In this article, we will dive deep into every intricacy of the Transformer model including: Positional Encoding, Attention Mechanisms, Masking, Encoder Layer, and Decoder Layer.

By the way, this is a must-read for anyone learning the attention-based models: Attention Is All You Need

I have also tried to implement the Transformer from scratch using PyTorch: The-Transformer-Model

1. Positional Encoding

In sequence to sequence task, the relative order of your data (the ordering of words in sentences) is extremely important to derive the semantic meaning of the inputs. And while training sequential neural networks such as RNN, we feed our inputs into the model in order. Therefore, information regarding the order of data is fed automatically into the model. However, in the Transformer network using multi-head attention, we feed the data all at once. And while this significantly reduces training time, there is absolutely no information about the order of our data. That is when Positional Encoding comes into play. We can encode the positions of your inputs and pass them into the network using these sine and cosine formulae:

PE_{(pos, 2i)}= sin\left(\frac{pos}{{10000}^{\frac{2i}{d}}}\right)

PE_{(pos, 2i+1)}= cos\left(\frac{pos}{{10000}^{\frac{2i}{d}}}\right)

Where $d$ is the dimension of the word embedding and positional encoding.

We can intuitively think positional encodings as a feature that contains information about the relative ordering of words.
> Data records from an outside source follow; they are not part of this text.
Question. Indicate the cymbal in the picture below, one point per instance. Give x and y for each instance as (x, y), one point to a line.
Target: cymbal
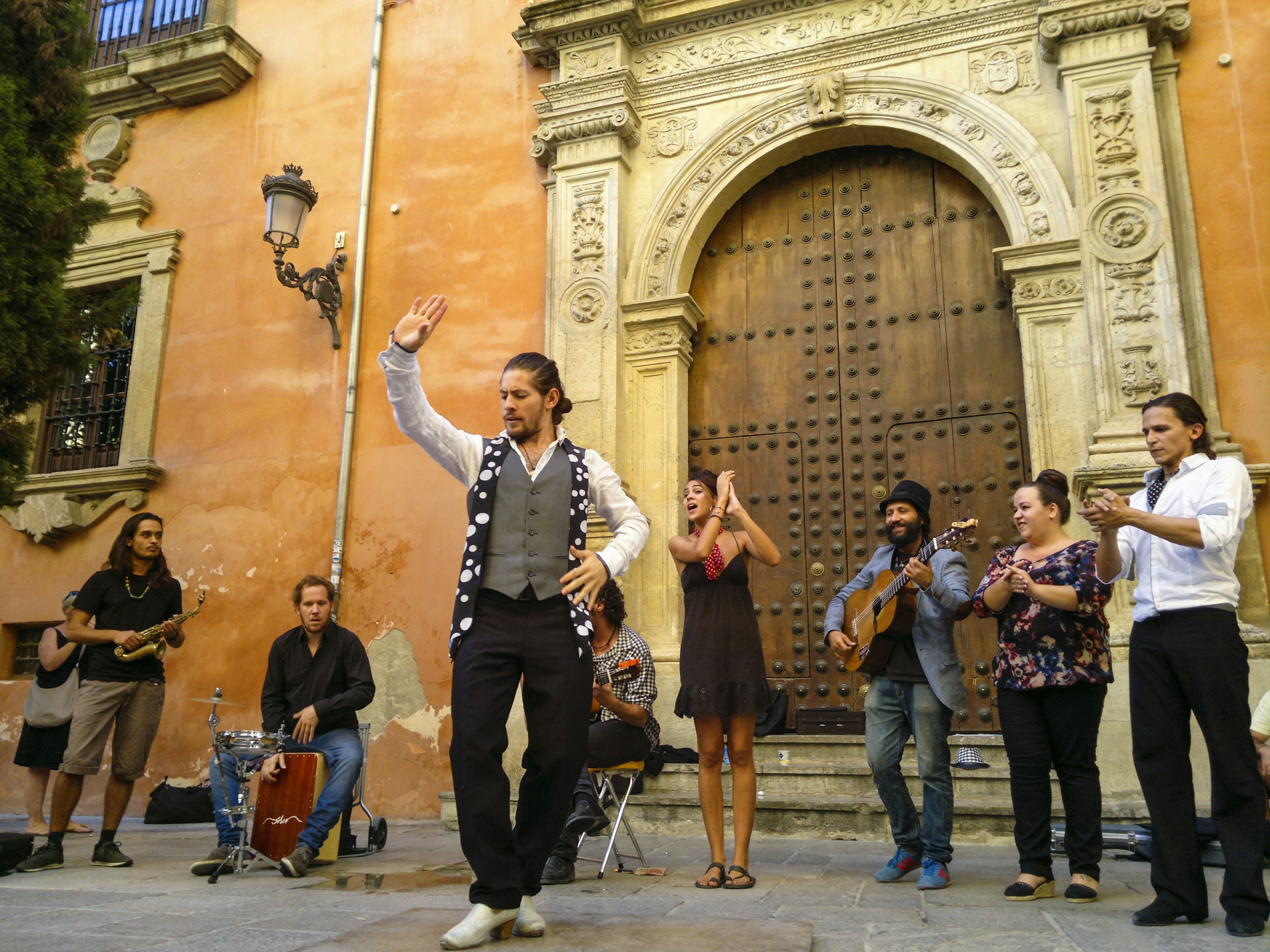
(215, 700)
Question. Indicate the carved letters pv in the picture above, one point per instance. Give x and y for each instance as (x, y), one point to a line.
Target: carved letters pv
(1001, 69)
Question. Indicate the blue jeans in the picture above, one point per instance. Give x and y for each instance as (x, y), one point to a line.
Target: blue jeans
(343, 752)
(893, 713)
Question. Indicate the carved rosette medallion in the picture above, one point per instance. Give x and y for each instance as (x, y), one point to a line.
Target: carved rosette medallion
(1126, 228)
(586, 304)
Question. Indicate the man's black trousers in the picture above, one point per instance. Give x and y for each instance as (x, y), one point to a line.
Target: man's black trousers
(1185, 662)
(510, 640)
(610, 743)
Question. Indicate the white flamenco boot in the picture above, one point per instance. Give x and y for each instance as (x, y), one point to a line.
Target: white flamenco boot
(529, 923)
(482, 923)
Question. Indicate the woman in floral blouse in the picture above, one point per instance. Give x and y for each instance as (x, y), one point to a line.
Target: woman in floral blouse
(1052, 671)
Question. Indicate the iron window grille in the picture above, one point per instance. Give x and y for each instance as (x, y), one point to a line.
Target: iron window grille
(124, 24)
(83, 424)
(26, 652)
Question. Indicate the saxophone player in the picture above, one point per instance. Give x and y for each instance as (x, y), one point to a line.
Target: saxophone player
(133, 593)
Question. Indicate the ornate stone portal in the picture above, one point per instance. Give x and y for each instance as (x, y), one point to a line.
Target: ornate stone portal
(659, 116)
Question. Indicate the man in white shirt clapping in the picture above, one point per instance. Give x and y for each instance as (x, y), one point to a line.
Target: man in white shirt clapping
(1179, 536)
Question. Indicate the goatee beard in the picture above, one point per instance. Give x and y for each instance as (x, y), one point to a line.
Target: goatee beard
(902, 536)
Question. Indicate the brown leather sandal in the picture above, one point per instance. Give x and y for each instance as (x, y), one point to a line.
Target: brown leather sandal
(714, 881)
(733, 885)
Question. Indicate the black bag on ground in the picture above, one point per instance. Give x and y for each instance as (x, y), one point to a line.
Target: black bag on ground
(774, 722)
(169, 804)
(15, 847)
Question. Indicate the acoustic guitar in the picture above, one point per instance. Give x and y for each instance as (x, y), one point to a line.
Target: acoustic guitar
(624, 672)
(889, 606)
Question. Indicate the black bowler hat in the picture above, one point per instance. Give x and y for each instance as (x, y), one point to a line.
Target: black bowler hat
(910, 492)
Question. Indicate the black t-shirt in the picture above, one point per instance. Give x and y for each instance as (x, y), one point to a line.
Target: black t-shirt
(904, 664)
(106, 597)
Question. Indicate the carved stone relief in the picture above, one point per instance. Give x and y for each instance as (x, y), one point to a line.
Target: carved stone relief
(1140, 380)
(588, 228)
(106, 146)
(1001, 69)
(671, 135)
(1116, 149)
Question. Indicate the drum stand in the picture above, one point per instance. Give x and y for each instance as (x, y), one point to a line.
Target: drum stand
(242, 857)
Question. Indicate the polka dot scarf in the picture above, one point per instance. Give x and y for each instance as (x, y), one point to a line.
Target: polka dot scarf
(481, 507)
(714, 562)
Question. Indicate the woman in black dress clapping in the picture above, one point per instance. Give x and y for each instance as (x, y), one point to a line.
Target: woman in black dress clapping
(723, 681)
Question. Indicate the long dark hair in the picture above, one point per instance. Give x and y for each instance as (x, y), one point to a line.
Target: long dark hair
(1051, 485)
(545, 377)
(1191, 413)
(121, 563)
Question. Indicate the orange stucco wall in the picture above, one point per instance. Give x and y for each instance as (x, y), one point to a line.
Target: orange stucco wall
(1226, 121)
(252, 394)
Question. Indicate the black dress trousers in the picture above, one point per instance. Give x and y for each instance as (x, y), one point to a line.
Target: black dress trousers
(511, 639)
(1185, 662)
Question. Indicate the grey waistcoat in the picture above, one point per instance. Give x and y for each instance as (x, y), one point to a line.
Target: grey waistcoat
(529, 530)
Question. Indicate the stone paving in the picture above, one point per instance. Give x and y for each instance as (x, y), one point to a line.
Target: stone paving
(824, 889)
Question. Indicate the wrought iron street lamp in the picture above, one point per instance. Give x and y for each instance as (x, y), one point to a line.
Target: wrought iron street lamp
(287, 200)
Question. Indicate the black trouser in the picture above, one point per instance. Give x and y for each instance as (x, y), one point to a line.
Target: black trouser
(1196, 662)
(1055, 727)
(510, 639)
(610, 743)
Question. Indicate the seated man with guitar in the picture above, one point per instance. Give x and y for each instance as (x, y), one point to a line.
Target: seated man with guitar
(319, 677)
(895, 624)
(623, 727)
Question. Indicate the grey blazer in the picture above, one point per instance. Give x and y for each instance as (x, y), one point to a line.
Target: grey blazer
(933, 630)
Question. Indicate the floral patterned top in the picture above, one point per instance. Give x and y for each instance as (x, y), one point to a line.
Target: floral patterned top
(1039, 645)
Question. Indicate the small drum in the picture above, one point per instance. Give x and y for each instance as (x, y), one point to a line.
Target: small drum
(248, 746)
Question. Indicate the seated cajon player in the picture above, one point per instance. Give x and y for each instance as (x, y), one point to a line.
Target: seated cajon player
(318, 678)
(623, 730)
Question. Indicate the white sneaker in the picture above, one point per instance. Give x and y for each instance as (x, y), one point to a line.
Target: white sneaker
(482, 923)
(529, 923)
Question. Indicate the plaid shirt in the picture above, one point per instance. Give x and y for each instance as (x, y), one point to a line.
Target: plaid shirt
(639, 691)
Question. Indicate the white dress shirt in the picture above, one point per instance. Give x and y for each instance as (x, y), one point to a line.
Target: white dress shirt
(1170, 577)
(460, 455)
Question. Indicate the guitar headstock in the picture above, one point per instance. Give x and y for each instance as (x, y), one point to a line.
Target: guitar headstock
(957, 534)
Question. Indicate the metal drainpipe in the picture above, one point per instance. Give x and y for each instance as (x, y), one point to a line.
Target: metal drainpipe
(355, 333)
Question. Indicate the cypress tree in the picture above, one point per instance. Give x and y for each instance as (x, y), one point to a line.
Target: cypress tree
(44, 213)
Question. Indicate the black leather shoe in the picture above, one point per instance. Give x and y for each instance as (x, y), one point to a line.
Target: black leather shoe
(1163, 914)
(587, 818)
(557, 873)
(1245, 925)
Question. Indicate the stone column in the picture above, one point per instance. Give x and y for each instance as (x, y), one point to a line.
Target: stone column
(1133, 298)
(655, 456)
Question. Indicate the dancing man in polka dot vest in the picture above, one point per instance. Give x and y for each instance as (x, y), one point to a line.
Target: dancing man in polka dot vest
(525, 580)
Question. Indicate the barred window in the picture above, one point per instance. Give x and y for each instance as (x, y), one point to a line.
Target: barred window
(83, 423)
(26, 651)
(122, 24)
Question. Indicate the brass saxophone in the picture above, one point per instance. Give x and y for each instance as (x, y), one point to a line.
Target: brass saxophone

The sum of the positional encoding and word embedding is ultimately what is fed into the model. If you just hard code the positions in, say by adding a matrix of 1's or whole numbers to the word embedding, the semantic meaning is distorted, since the word embedding is distorted.

Conversely, the values of the sine and cosine equations are small enough (between -1 and 1) that when you add the positional encoding to a word embedding, the word embedding is not significantly distorted, and is instead enriched with positional information. Using a combination of these two equations helps your Transformer network attend to the relative positions of your input data.
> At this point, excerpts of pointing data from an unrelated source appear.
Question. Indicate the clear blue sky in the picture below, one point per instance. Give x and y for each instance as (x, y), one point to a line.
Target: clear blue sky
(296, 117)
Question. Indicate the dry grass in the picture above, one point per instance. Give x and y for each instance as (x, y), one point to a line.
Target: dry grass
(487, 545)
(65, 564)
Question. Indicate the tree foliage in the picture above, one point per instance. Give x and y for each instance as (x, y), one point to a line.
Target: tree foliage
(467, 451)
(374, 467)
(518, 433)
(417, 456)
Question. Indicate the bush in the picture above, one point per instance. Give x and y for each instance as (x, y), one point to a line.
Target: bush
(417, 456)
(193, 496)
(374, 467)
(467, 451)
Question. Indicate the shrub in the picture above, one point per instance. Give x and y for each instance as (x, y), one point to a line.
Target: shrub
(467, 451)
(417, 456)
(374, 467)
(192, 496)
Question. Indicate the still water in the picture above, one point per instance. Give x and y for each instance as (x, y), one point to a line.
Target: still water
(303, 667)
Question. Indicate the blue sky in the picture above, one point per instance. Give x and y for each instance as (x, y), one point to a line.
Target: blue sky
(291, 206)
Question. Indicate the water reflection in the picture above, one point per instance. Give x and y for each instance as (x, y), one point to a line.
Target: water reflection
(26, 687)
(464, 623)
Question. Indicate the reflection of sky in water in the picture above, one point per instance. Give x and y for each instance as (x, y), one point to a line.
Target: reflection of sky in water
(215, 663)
1.1 Sine and Cosine Angles

Although the sine and cosine positional encoding equations use different indices (2i for sine and 2i+1 for cosine), both share the same underlying term:

\theta(pos, i, d) = \frac{pos}{10000^{\frac{2i}{d}}}

Example:

PE_{(pos, 0)} = \sin\left(\frac{pos}{10000^{\frac{0}{d}}}\right) \quad\text{and}\quad PE_{(pos, 1)} = \cos\left(\frac{pos}{10000^{\frac{0}{d}}}\right)

Here, solving 2i = 0 or 2i+1 = 1 both give (i = 0), meaning the angle is identical for the sine–cosine pair.
This pairing occurs across all dimensions, forming matched sine and cosine curves — a property central to how positional encodings preserve relative position information.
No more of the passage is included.